September 4, 2007
This year's average SAT mathematics score has come up short. The test takers the largest and most diverse group in history managed only 515, which represents the lowest average math score in more than three decades, according to the College Board, which administers the nationwide college-admissions exam. In addition, 515 represents a three-point drop from last year's average score.
Other portions of the SAT also showed drops. Critical reading (formerly the "verbal" portion of the test) fell to 502 from last year's 503, making it the lowest score since 1994. Scores for the writing section slipped to 494 from last year's 497. In all, the three scores are the low mark for the decade so far.
Wayne Camara, the board's vice president for research and analysis, told the Wall Street Journal that the overall drops were "not statistically significant." But some educators, college-admissions experts, and students suggested that the scores reflected a harder and longer exam.
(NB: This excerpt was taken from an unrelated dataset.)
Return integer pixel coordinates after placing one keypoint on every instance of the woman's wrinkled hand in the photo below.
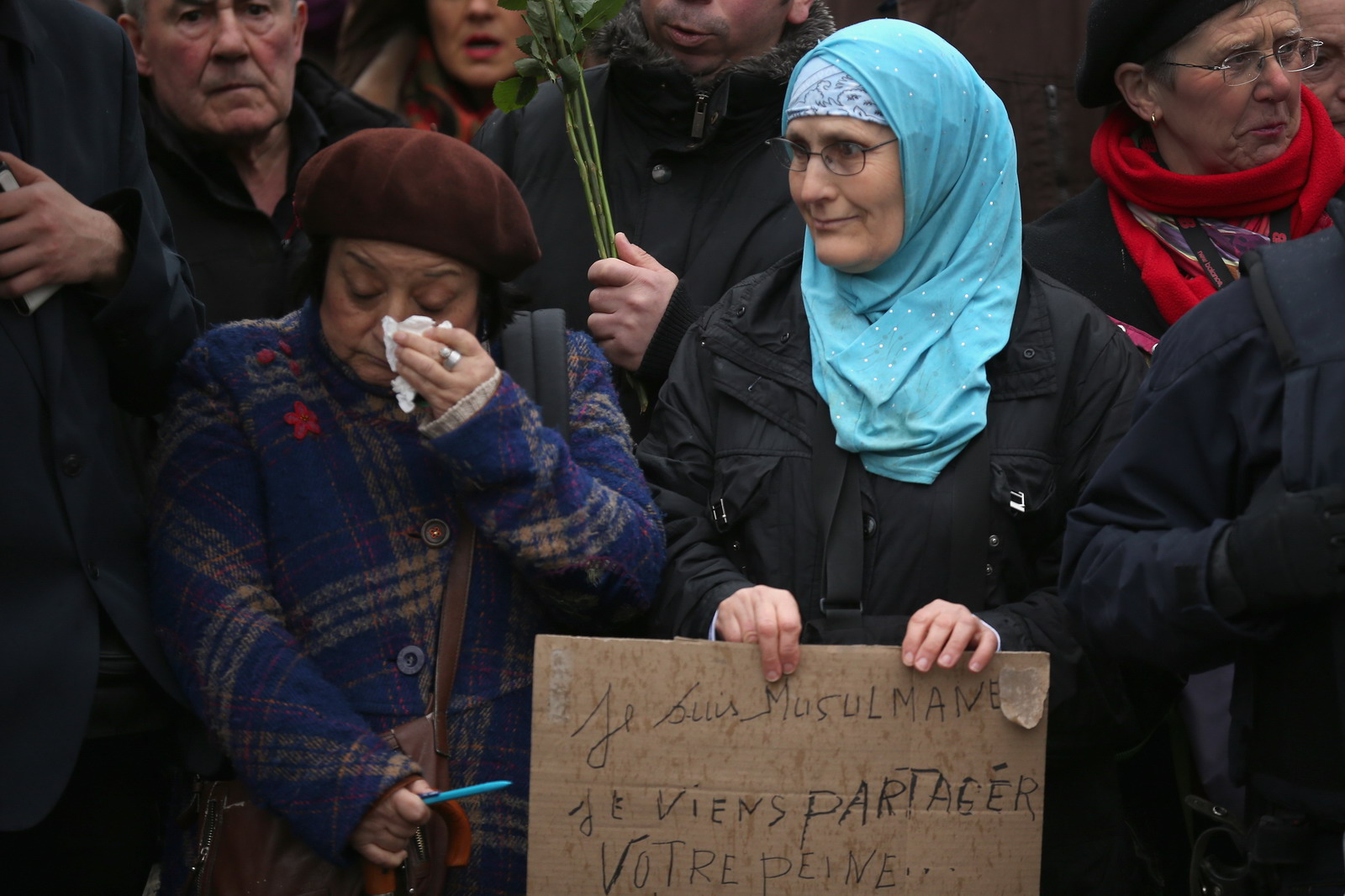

The SAT had been revised two years ago to include algebra, reading passages, and a new section testing writing ability. These revisions had lengthened the test by 45 minutes.
"The new test was designed to be more challenging," said Seppy Basili, senior vice president at Kaplan Inc. He called the advanced algebra material "a serious concern for some students," some of whom hadn't reached the material until they were juniors.
Despite the fact that math scores in the SAT peaked at 520 in 2005, the College Board indicated that this year's math and reading portions were comparable to their earlier counterparts. Furthermore, while the advanced algebra material was new, the always-difficult word analogies had been eliminated. The Board's research in 2006 had indicated no difference in students' performances at the beginning, middle, and end of the revised test.
The College Board pointed out that a record 1.5 million students a 2% increase from 2006 took the SAT in 2007. Minority students made up a record 39% of test takers and almost one-fourth of test takers didn't list English as their only first language.